Paraíso das águas preserva anta albina em Juquiá
As informações e opiniões formadas neste blog são de responsabilidade única do autor.

Paraíso das águas preserva anta albina em Juquiá

José Tomazela

13 Abril 2015 | 17h53

Armadilhas fotográficas instaladas no ‘Legado das Águas’, reserva de 31 mil hectares de Mata Atlântica mantida pela Votorantim em Juquiá, no Vale do Ribeira,  flagraram um raríssimo exemplar de anta albina. De acordo com a empresa, é o primeiro registro fotográfico no mundo, em ambiente natural, de uma anta com a pelagem toda branca, contrastando com a cor marrom escura desse mamífero. Já houve registro anterior, mas de uma anta albina criada em cativeiro.

 O achado dá conta do nível de preservação da região que, a partir de 2018, estará fornecendo água para a capital e a Região Metropolitana de São Paulo. A reserva é cortada pelo Rio Juquiá, formador da represa de onde a Sabesp vai captar 4,7 mil litros de água por segundo para reduzir a dependência do Sistema Cantareira.
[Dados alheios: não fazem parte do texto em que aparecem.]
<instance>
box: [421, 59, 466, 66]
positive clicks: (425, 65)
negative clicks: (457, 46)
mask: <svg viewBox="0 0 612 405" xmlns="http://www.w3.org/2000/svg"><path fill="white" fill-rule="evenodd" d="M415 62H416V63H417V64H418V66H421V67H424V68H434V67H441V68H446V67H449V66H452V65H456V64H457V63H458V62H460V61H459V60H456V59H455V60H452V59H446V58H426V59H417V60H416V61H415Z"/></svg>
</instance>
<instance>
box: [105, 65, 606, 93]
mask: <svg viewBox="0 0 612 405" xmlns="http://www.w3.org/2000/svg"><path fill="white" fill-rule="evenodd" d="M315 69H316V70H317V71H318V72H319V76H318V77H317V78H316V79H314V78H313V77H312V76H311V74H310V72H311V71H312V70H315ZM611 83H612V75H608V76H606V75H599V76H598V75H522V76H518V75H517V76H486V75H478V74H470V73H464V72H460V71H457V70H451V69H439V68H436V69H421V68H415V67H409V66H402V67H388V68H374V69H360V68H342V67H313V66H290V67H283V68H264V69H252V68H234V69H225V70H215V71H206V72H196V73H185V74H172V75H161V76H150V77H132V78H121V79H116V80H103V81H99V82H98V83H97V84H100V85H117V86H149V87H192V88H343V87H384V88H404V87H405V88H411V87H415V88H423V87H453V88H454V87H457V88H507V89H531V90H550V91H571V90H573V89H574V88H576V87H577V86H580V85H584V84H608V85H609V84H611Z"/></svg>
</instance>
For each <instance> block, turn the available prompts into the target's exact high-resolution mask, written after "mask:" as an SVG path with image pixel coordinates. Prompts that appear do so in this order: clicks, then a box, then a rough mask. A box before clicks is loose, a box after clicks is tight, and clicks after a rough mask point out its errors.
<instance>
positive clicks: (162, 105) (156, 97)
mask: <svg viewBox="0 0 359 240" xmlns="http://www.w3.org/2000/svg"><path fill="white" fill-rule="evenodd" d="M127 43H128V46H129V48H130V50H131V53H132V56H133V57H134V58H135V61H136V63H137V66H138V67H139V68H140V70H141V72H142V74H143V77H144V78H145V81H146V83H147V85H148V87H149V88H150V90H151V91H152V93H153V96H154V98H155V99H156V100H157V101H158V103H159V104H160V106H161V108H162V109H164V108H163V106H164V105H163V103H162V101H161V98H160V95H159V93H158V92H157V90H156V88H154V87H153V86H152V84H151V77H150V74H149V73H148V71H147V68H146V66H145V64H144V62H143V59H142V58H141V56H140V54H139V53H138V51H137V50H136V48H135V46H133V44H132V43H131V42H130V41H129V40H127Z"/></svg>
A nova fonte de abastecimento da capital está cercada por mais de 100 mil hectares de mata, um ambiente muito pouco alterado nos últimos 500 anos.

Somada aos vizinhos parques estaduais da Serra do Mar, do Jurupará e Carlos Botelho, a reserva forma um dos maiores corredores contínuos de Mata Atlântica do país. A mata vem sendo preservada desde 1950, quando o empresário Antônio Ermírio de Moraes construiu oito reservatórios para usar o potencial hidrelétrico das bacias dos rios Juquiá e Assungui e gerar energia para sua indústria de alumínio. Para proteger a água, o empresário decidiu preservar a floresta.

Em 2012, a Votorantim e o governo paulista assinaram um protocolo para a criação da Reserva Particular de Desenvolvimento Sustentável ‘Legado das Águas’, que combina a preservação com o uso sustentado dos recursos naturais. O foco inicial passou a ser a pesquisa da biodiversidade do local que já resultou na edição, em 2014, do primeiro guia para identificação das plantas da Mata Atlântica por pesquisadores da Universidade de São Paulo (USP), Unicamp e Instituto Florestal.

  A anta albina fotografada na reserva é um macho em idade adulta que já tem companheira e está formando família. O gerente de Sustentabilidade da Votorantim, David Canassa, considera quase que um milagre o animal ter sobrevivido até essa idade, já que a cor clara o torna mais visível à noite, quando predadores como a onça saem à caça. Exemplares de onça parda também foram flagrados pelas câmeras na área. Os pesquisadores seguem em busca da onça-pintada, pois já foram encontrados vestígios desse felino – as duas espécies são consideradas vulneráveis na lista oficial da fauna brasileira ameaçada.